Jack Ryan: Shadow Recruit – Film Review

I've looked forward to this movie for a while, ever since I first saw the trailers for it. For a long time I had been dying to watch a movie like The Bourne series again, and having also read the Bourne book (and mildly disappointed because the book was a different experience to the film) the need for some clever paced spy-espionage-international-action film had never been stronger.

As usual, being the curious one, I googled what people were saying about this movie – and a fair amount of my criticism (positive and negative) will be informed by what I read then. But of course I've seen the movie myself and here are my thoughts on it:

Jack Ryan is a business analyst with a history with the American Marines – who then gets hooked into CIA financial branch, picked up by Kevin Costner's character. Jack discovers suspicious transactions being carried out by a fishy Russian company and sounds the alarm that the Russians are probably on to something to hurt America (because isn't that what all Russians ever do?), not through the predictable violent and political means, but through economically bankrupting the Wall Street and making the dollar drop to a point where it becomes impossible for it to recover. By now you can tell this story will have a lot of depth in it, because by invoking words like financial analyst, economic terrorism, wall street, etc, you'd better be sure about what you're talking about.

And for the first half of the film, the plot line holds convincingly enough.

Phd guy doing covert operations? Where the movie starts to go a little downhill is when Jack Ryan is sent to Moscow to run operations for CIA. Sure, Jack has close associations with the officials of the Russian company that CIA is trying to bring down, so he would be a good choice to send there to meet them in person.
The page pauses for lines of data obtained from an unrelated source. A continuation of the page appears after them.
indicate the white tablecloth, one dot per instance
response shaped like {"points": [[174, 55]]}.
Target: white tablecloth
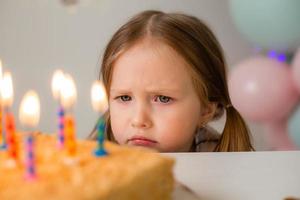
{"points": [[240, 176]]}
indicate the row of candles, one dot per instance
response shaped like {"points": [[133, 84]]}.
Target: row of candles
{"points": [[64, 92]]}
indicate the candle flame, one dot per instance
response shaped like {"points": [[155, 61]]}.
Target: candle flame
{"points": [[99, 97], [57, 81], [68, 92], [7, 90], [1, 76], [29, 113]]}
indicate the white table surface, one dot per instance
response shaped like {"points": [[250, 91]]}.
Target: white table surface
{"points": [[240, 176]]}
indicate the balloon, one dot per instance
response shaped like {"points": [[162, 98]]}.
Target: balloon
{"points": [[294, 127], [277, 136], [296, 69], [262, 89], [271, 24]]}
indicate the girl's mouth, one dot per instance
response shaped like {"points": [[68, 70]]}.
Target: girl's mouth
{"points": [[141, 141]]}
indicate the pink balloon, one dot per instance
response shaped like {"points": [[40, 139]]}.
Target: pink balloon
{"points": [[262, 90], [296, 69], [278, 137]]}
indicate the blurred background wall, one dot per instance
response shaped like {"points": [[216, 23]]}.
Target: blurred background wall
{"points": [[39, 36]]}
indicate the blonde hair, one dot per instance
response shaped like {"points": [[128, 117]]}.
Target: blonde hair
{"points": [[196, 43]]}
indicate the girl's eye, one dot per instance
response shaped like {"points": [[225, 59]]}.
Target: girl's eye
{"points": [[163, 99], [124, 98]]}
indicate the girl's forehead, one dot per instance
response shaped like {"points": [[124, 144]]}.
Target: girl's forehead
{"points": [[153, 65]]}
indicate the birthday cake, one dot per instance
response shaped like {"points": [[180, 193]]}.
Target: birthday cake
{"points": [[125, 173]]}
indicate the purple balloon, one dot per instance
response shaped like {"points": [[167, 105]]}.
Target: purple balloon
{"points": [[262, 89]]}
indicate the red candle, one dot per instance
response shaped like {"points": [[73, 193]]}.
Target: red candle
{"points": [[70, 135], [11, 135]]}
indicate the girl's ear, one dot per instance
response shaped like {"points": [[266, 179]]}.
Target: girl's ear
{"points": [[207, 114]]}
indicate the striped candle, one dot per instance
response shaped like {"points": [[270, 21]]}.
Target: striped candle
{"points": [[60, 135], [11, 135], [69, 131], [100, 151], [30, 158]]}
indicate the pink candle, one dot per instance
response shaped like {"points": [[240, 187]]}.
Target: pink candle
{"points": [[11, 135], [30, 158]]}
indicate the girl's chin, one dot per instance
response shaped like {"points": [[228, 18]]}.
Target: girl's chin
{"points": [[143, 143]]}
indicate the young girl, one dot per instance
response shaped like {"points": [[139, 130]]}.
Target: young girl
{"points": [[165, 78]]}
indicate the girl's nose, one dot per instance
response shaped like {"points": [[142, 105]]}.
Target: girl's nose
{"points": [[141, 118]]}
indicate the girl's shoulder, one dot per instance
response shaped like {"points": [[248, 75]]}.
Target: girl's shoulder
{"points": [[206, 139]]}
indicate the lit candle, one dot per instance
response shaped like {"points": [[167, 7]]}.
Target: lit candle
{"points": [[57, 81], [29, 116], [100, 104], [7, 100], [68, 98]]}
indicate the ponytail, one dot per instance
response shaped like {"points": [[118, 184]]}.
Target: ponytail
{"points": [[236, 135]]}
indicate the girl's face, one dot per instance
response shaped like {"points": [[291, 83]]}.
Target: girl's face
{"points": [[152, 100]]}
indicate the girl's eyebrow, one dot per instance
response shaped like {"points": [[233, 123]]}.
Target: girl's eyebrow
{"points": [[152, 90]]}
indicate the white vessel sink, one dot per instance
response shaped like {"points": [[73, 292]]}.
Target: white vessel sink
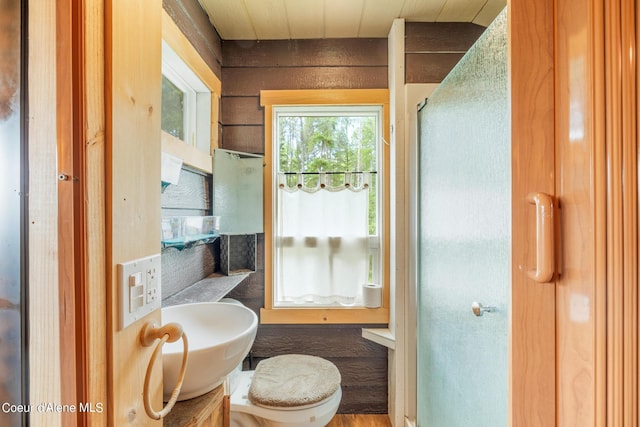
{"points": [[220, 336]]}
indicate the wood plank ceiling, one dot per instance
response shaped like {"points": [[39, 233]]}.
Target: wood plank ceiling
{"points": [[318, 19]]}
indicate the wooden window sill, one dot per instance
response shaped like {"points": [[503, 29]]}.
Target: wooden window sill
{"points": [[324, 316]]}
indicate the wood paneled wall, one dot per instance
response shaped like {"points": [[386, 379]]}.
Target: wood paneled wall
{"points": [[194, 23], [432, 49], [246, 68], [251, 66]]}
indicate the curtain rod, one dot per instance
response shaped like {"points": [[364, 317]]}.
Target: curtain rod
{"points": [[327, 173]]}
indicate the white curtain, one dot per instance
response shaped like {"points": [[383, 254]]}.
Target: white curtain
{"points": [[322, 245]]}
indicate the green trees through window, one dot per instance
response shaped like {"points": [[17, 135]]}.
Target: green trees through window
{"points": [[327, 143], [334, 143]]}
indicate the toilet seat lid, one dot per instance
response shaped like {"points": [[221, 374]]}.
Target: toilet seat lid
{"points": [[293, 380]]}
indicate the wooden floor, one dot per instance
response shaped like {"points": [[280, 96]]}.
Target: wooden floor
{"points": [[360, 420]]}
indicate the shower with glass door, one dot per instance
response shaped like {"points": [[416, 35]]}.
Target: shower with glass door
{"points": [[464, 222]]}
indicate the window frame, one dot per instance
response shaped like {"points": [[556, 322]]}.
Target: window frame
{"points": [[324, 97], [201, 157]]}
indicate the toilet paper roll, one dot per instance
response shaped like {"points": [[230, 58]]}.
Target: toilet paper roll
{"points": [[372, 295]]}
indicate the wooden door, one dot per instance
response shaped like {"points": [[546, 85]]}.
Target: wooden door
{"points": [[532, 316]]}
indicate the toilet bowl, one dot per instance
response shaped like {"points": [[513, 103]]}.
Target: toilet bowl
{"points": [[274, 397]]}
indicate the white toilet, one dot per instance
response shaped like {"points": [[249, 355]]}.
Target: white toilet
{"points": [[286, 391]]}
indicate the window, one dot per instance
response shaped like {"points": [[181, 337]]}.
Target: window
{"points": [[326, 157], [186, 102], [191, 91]]}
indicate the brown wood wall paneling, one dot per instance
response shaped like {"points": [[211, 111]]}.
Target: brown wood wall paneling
{"points": [[429, 67], [440, 36], [305, 53], [194, 23], [432, 49], [250, 81]]}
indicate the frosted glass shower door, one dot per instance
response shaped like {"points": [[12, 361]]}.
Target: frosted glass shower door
{"points": [[465, 234]]}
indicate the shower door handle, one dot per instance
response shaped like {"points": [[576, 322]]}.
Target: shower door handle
{"points": [[544, 270]]}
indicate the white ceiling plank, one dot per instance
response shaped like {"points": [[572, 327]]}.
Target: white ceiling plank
{"points": [[269, 19], [460, 10], [306, 18], [230, 19], [489, 12], [313, 19], [377, 17], [342, 18], [422, 10]]}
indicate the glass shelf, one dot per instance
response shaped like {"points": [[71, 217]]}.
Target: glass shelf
{"points": [[185, 231], [189, 241]]}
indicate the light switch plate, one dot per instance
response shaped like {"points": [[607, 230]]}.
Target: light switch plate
{"points": [[139, 285]]}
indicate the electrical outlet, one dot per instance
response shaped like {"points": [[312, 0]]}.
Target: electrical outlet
{"points": [[139, 284]]}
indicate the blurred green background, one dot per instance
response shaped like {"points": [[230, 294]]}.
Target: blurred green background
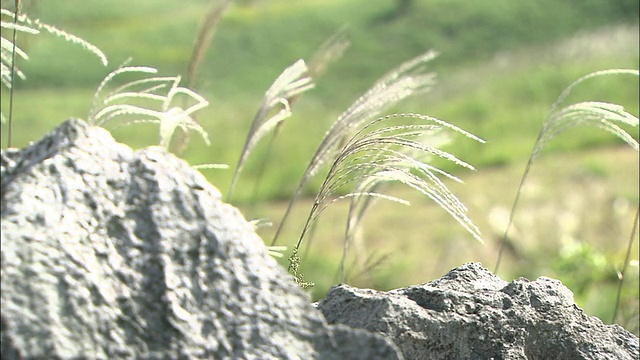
{"points": [[502, 64]]}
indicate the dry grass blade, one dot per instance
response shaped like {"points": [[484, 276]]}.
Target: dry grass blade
{"points": [[380, 153], [607, 116], [150, 99], [406, 80], [292, 82]]}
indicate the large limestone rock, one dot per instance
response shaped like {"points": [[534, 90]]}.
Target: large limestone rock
{"points": [[109, 253], [470, 313]]}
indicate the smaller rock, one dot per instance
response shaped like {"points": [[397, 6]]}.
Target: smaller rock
{"points": [[471, 313]]}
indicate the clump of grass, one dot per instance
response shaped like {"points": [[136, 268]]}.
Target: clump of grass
{"points": [[292, 82], [365, 150], [147, 100], [408, 79], [295, 80]]}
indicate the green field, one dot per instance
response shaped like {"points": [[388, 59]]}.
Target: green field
{"points": [[502, 64]]}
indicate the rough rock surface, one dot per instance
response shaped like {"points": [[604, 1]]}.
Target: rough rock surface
{"points": [[109, 253], [471, 313]]}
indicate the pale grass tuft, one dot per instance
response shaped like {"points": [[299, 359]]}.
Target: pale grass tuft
{"points": [[292, 82], [406, 80], [389, 149], [603, 115], [150, 99]]}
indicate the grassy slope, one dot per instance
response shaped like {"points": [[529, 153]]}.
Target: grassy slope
{"points": [[503, 63], [503, 104]]}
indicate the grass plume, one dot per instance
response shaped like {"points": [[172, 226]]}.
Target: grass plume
{"points": [[389, 149], [9, 51], [407, 79], [603, 115], [150, 99], [293, 81]]}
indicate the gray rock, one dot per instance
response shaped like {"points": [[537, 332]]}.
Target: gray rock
{"points": [[109, 253], [471, 313]]}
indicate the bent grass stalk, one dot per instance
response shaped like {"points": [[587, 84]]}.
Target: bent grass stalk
{"points": [[9, 50], [292, 82], [406, 80], [147, 100], [380, 153]]}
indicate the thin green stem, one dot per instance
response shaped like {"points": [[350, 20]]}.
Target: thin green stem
{"points": [[13, 71], [624, 266]]}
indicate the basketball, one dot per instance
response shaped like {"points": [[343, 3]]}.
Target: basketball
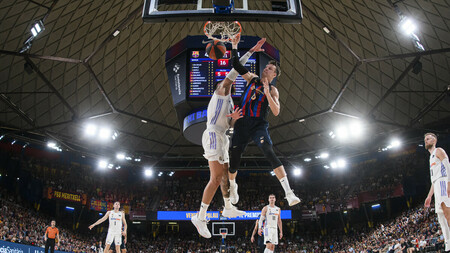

In saying that, there is no practical reason as to why Jack, a mere Phd guy – with a history with Marines, yes, but with no covert operational experience – is suddenly given all these responsibility to do all the dirty work.

Short in numbers? Also, there were literally seven CIA agents that you see in the entire movie, only four of them doing anything significant, and only Jack Ryan (a business analyst!) risking his neck hacking into top secret world endangering Russian company's security system. They seemed more like a little gang of miscreants than the Central Intelligence agency. Are they running out of staff or what?

Fight scenes are short and rare, and when they do happen, shaky cameras reign in full glory. So for all we can see and discern, they could be fighting for their lives or they could just be tripping over and falling over flower vases.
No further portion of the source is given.